Will edge-based inference kill AI data centers?
If super-efficient language models move to devices, what happens to the trillion-dollar AI data center build out?
I saw a tweet last night which piqued my interest. The tweet claimed that DeepSeek has created a new technique that makes LLMs 60x more efficient than extant ones. In other words, small, powerful models might soon sit on your device: inference moves to the edge.

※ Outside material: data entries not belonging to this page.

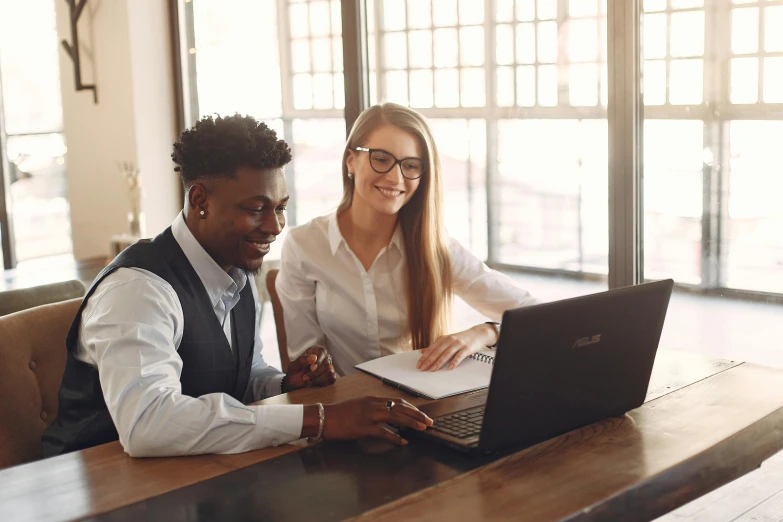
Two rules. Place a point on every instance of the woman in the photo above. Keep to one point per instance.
(377, 276)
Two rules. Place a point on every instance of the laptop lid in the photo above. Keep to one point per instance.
(564, 364)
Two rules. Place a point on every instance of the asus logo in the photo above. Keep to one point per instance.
(587, 341)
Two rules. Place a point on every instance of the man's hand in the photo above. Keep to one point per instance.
(306, 370)
(455, 347)
(365, 416)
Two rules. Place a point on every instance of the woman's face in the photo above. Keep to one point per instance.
(386, 193)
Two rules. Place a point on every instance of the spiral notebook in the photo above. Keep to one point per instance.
(399, 370)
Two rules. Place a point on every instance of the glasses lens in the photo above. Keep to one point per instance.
(381, 161)
(412, 168)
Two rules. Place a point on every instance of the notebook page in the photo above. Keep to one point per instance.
(401, 368)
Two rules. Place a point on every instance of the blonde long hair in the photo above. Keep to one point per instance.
(429, 284)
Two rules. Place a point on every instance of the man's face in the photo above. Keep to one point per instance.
(243, 216)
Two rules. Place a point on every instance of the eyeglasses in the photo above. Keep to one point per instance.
(382, 162)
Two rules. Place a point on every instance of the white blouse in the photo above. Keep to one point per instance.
(358, 315)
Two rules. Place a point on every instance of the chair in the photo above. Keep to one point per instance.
(277, 308)
(23, 298)
(32, 361)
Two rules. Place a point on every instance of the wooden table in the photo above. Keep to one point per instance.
(705, 423)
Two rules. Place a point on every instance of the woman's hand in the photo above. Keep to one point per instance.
(455, 347)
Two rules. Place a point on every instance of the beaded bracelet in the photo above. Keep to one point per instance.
(321, 421)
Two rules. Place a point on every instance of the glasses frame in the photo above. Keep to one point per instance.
(396, 162)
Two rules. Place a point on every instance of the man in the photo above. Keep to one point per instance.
(164, 353)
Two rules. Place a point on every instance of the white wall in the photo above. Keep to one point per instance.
(125, 51)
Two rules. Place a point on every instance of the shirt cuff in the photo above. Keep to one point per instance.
(278, 424)
(273, 385)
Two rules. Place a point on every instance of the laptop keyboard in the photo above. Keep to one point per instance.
(462, 424)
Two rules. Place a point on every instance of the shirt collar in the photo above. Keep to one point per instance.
(336, 237)
(216, 281)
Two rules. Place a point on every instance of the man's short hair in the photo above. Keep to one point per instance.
(216, 147)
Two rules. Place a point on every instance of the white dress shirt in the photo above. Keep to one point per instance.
(131, 329)
(329, 298)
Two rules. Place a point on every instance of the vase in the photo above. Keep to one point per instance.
(134, 223)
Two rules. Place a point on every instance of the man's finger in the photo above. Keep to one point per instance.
(459, 357)
(432, 353)
(326, 378)
(409, 416)
(379, 432)
(444, 357)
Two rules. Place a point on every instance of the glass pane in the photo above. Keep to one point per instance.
(686, 82)
(396, 87)
(39, 195)
(773, 35)
(395, 51)
(319, 19)
(583, 40)
(393, 15)
(687, 34)
(419, 14)
(322, 54)
(505, 88)
(504, 44)
(654, 82)
(546, 9)
(526, 10)
(29, 67)
(446, 46)
(447, 88)
(504, 10)
(303, 91)
(422, 89)
(654, 44)
(583, 85)
(745, 30)
(300, 55)
(547, 86)
(754, 221)
(526, 86)
(673, 153)
(654, 5)
(744, 80)
(583, 7)
(323, 98)
(547, 42)
(526, 43)
(773, 80)
(472, 87)
(319, 147)
(444, 13)
(553, 211)
(229, 36)
(471, 12)
(471, 41)
(421, 48)
(298, 14)
(462, 148)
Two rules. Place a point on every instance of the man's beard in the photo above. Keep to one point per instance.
(254, 272)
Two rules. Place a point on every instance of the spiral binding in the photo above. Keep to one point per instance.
(481, 357)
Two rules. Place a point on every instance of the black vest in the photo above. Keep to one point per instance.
(208, 364)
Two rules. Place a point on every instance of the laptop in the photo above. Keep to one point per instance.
(559, 366)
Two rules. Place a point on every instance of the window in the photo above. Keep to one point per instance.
(711, 166)
(527, 81)
(35, 151)
(281, 62)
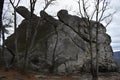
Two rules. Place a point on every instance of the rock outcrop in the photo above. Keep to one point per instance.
(62, 44)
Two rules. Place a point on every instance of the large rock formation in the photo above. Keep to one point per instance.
(61, 44)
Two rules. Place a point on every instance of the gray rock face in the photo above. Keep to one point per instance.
(63, 45)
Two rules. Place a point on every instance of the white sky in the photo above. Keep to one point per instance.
(113, 29)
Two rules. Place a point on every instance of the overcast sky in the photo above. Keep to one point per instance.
(113, 29)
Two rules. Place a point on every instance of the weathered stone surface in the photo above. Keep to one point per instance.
(70, 36)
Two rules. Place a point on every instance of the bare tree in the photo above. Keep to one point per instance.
(99, 14)
(15, 30)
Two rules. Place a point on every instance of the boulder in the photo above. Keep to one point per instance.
(61, 44)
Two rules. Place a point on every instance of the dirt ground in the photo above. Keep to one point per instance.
(16, 75)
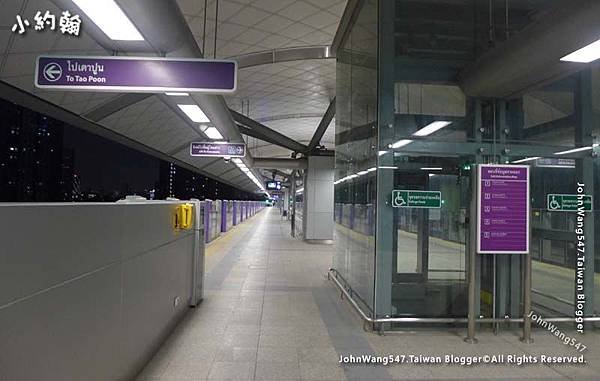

Of course this raises a somewhat uncomfortable question: if small, device-bound models are sufficiently powerful and capable such that inference moves to devices, what happens to the multi-trillion dollar AI data center build out? What happens to Nvidia? Will Jensen have to sell timeshares in Florida to pay the bills?

You can read DeepSeek’s explanation here. Here’s what they seem to be claiming:
They take long texts, such as paragraphs, multi-page documents, or PDFs, and convert hem into a 2D visual mapping rather than a pure token/text sequence. The model consumes the visual representation.
They claim big compression ratios: use 100 vision tokens to represent what would be 1,000 text tokens.
This solves the long context problem for LLMs by treating paragraphs as discrete images.
This lets you process larger contexts more efficiently (less compute, fewer tokens), possibly enabling more efficient inference.
In short, if their claims are accurate, this technique would reduce the compute burden for large-context tasks. In other words, you could have a powerful model on your phone, your tablet, or anywhere else. Intelligence becomes ambient. Imagine that all documents and all tools you use are imbued with an ambient artificial intelligence. Depending on your priors this is either thrilling or frightening.
And, in this world, where inference moves away from large, centralized, industrial AI data centers, to edge devices, documents, and tools, aren’t all those large, centralized, industrial AI data centers stranded assets? They no longer need to serve you inference when you ask your friendly chatbot what kind of dog you should get or how you should handle your Aunt Sally’s complaints.